Over the three days of the study, YMRS scores improved daily (pretreatment
day YMRS mean=23.6+8.9; treatment day YMRS mean=22.0+6.9; post-treatment
day YMRS mean=12.7+8.4). There was a more substantial improvement between
the treatment and post-treatment days than would be anticipated by the
difference between the pre-treatment and morning of treatment scores (YMRS
on pretreatment vs. treatment day: p=0.4; YMRS on treatment vs.

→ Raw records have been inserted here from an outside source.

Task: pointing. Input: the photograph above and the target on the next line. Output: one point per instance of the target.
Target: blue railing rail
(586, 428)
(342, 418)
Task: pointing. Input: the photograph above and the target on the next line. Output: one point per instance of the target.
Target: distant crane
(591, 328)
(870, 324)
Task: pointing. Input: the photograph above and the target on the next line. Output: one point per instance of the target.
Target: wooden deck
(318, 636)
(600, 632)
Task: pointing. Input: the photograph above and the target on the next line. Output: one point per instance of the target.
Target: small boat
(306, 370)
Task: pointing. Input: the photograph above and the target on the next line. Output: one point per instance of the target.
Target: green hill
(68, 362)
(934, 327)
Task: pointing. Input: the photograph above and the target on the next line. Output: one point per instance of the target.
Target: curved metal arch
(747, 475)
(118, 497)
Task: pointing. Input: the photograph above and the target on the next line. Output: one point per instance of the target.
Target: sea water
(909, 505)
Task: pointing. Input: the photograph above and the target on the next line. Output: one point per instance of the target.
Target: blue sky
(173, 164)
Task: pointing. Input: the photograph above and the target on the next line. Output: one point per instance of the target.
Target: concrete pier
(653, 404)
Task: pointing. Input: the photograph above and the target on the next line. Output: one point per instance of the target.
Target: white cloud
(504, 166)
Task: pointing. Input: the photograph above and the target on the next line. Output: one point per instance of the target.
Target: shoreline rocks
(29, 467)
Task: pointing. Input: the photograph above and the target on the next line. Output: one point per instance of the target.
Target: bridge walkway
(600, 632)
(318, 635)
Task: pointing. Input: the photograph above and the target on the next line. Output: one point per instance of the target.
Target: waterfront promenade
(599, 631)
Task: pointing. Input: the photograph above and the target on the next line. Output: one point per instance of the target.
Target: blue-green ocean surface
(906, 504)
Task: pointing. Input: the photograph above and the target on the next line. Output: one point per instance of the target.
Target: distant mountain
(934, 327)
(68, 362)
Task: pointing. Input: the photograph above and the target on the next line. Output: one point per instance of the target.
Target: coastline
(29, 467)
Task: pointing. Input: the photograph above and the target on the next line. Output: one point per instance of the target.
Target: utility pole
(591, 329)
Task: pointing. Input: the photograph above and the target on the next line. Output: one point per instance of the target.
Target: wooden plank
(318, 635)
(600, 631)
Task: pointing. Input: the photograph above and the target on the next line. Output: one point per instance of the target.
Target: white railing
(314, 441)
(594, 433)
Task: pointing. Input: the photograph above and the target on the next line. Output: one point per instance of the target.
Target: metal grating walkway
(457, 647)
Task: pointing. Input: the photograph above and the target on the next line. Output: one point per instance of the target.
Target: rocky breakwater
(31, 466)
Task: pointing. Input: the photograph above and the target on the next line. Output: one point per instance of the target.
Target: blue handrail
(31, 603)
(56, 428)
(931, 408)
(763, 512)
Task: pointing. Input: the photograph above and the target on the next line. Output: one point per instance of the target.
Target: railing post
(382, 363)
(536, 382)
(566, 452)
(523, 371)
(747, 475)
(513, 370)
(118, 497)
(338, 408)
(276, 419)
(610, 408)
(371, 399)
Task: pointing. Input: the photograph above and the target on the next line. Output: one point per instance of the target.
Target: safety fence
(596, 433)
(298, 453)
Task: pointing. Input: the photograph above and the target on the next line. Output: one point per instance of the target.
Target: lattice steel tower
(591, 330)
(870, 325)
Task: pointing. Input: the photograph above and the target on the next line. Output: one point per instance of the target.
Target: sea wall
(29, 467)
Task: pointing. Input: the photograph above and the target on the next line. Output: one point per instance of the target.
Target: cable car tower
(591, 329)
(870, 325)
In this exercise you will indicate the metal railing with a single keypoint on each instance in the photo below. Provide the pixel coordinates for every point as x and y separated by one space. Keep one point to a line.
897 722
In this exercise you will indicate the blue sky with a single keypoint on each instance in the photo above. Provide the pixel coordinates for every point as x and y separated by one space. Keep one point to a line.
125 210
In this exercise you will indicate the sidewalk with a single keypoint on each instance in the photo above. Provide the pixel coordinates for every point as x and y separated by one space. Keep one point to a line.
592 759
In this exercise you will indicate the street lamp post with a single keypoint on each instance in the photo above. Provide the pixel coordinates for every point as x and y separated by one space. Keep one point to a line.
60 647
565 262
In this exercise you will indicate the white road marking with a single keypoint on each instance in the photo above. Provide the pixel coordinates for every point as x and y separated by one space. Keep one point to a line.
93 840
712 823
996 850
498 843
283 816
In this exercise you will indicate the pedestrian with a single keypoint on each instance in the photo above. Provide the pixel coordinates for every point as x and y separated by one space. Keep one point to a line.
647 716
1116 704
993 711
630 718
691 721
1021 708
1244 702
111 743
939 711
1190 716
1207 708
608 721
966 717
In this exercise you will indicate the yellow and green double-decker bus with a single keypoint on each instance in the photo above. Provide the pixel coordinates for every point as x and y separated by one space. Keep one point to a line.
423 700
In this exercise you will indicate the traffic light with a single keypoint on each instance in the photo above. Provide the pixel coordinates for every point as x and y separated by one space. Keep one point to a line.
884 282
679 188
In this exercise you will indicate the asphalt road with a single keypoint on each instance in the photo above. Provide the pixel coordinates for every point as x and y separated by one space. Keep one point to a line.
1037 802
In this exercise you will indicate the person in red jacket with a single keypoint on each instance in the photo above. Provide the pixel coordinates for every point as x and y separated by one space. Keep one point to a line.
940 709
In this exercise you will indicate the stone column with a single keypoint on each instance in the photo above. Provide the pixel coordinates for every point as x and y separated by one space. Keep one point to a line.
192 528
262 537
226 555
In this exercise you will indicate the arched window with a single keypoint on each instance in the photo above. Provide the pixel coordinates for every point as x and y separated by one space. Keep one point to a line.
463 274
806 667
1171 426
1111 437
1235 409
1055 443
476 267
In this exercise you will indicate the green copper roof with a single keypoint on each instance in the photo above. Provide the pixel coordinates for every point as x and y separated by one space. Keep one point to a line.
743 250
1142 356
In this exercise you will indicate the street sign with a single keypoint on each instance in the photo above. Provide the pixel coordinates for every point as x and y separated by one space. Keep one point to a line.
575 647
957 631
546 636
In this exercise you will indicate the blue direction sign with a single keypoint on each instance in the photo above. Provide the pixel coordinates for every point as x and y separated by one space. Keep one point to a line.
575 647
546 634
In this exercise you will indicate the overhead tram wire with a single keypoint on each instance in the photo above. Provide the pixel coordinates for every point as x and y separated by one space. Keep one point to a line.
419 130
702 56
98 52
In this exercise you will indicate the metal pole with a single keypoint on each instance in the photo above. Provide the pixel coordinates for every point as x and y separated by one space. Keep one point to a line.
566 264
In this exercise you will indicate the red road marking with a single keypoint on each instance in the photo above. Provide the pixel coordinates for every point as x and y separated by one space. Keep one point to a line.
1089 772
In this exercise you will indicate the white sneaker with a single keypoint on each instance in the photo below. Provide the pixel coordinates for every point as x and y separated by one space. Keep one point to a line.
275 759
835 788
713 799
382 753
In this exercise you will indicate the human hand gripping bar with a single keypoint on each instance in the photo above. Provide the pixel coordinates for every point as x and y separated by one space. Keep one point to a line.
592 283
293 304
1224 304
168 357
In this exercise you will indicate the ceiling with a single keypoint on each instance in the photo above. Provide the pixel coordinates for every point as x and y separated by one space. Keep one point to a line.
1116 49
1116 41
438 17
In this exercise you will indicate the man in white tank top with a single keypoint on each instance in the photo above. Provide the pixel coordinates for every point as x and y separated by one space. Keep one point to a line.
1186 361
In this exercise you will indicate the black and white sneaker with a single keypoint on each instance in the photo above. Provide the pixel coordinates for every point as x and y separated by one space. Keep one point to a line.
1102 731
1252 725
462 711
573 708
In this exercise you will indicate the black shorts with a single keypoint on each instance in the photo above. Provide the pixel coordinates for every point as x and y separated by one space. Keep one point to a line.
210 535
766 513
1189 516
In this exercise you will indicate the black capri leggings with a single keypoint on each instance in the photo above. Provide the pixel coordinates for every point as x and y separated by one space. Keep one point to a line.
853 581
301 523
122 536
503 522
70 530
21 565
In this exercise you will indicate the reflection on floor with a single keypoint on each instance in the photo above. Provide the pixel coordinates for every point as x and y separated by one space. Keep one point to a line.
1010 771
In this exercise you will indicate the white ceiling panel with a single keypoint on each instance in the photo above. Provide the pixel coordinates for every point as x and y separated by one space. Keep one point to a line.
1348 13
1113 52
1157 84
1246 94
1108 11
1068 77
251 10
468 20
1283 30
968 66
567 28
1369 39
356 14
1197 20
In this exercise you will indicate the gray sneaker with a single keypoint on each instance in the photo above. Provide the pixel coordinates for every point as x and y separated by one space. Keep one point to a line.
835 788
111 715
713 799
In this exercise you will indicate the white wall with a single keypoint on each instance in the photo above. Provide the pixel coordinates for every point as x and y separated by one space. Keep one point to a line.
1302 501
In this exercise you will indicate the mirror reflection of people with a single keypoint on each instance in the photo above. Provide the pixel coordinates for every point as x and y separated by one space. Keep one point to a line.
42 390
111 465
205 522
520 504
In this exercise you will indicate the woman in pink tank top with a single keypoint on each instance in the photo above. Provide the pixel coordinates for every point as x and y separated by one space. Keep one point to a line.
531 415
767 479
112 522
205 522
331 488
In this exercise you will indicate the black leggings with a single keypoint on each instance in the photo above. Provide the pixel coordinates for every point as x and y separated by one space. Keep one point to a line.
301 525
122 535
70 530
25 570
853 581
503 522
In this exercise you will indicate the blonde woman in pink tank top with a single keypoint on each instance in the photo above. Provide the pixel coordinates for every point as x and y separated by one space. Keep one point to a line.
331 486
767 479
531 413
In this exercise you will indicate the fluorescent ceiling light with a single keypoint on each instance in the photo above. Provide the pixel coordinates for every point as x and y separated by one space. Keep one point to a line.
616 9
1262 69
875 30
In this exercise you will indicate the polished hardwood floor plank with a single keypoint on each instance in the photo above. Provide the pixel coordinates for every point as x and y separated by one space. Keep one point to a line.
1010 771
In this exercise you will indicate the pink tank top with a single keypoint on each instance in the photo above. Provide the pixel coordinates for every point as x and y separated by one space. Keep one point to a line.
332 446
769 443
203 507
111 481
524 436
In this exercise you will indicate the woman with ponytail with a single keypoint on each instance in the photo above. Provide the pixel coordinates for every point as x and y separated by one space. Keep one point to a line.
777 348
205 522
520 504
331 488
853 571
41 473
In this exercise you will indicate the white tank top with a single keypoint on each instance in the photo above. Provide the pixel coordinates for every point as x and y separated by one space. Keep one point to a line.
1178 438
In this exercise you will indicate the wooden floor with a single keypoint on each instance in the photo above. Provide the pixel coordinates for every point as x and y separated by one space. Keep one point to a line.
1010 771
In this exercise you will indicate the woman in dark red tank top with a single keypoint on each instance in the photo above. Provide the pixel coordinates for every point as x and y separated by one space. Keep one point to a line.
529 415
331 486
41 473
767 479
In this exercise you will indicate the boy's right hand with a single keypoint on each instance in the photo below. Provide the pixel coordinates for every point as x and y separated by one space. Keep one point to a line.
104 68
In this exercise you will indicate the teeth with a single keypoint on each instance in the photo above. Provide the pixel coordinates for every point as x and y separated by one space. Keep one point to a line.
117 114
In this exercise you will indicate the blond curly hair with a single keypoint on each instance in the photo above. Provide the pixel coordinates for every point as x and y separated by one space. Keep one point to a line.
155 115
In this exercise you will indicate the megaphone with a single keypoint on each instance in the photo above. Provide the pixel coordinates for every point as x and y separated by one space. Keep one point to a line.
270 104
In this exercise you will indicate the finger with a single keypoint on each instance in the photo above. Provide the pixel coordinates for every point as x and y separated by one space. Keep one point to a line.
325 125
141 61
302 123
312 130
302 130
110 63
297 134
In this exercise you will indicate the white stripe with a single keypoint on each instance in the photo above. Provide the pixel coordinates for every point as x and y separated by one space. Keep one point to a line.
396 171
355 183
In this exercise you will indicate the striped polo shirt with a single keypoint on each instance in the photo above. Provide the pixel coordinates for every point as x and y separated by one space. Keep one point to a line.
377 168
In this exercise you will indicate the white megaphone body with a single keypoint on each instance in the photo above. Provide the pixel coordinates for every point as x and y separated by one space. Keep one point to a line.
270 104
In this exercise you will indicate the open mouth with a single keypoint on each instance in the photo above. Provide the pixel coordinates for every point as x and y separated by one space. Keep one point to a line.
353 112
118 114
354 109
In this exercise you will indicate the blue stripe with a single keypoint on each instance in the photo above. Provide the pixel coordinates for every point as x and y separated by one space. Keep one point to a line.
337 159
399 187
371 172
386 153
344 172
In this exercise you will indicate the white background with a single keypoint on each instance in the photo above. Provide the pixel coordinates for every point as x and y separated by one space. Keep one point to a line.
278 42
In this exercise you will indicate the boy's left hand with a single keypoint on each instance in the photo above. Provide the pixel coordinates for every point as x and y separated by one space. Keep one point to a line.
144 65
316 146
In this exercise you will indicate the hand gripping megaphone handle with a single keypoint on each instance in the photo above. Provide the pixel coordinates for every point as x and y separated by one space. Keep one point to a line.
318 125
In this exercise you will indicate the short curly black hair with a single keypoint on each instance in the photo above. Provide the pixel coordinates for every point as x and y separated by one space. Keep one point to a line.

post-treatment day: p=0.01). Thus, there was no evidence of a rebound in
symptoms after treatment.
Discussion
Across all subjects, administration of pentazocine was associated with a
transient but substantial and statistically significant reduction in manic
symptoms. This effect did not appear to be due to sedation. No adverse
effects, including psychotomimetic effects, were observed or reported.
Only an acute effect, or two doses, was studied. Nonetheless, these
initial results suggest kappa agonists can be used to lower mood.
Claim 1 of 6 Claims
1. A method of treating mania in a human
subject in need thereof, said method consisting of administering to said
subject an effective amount of a pharmaceutical composition, said
pharmaceutical composition comprising active ingredients and inactive
ingredients, said active ingredients consisting of pentazocine, or a
pharmaceutically acceptable salt thereof, and optionally naloxone.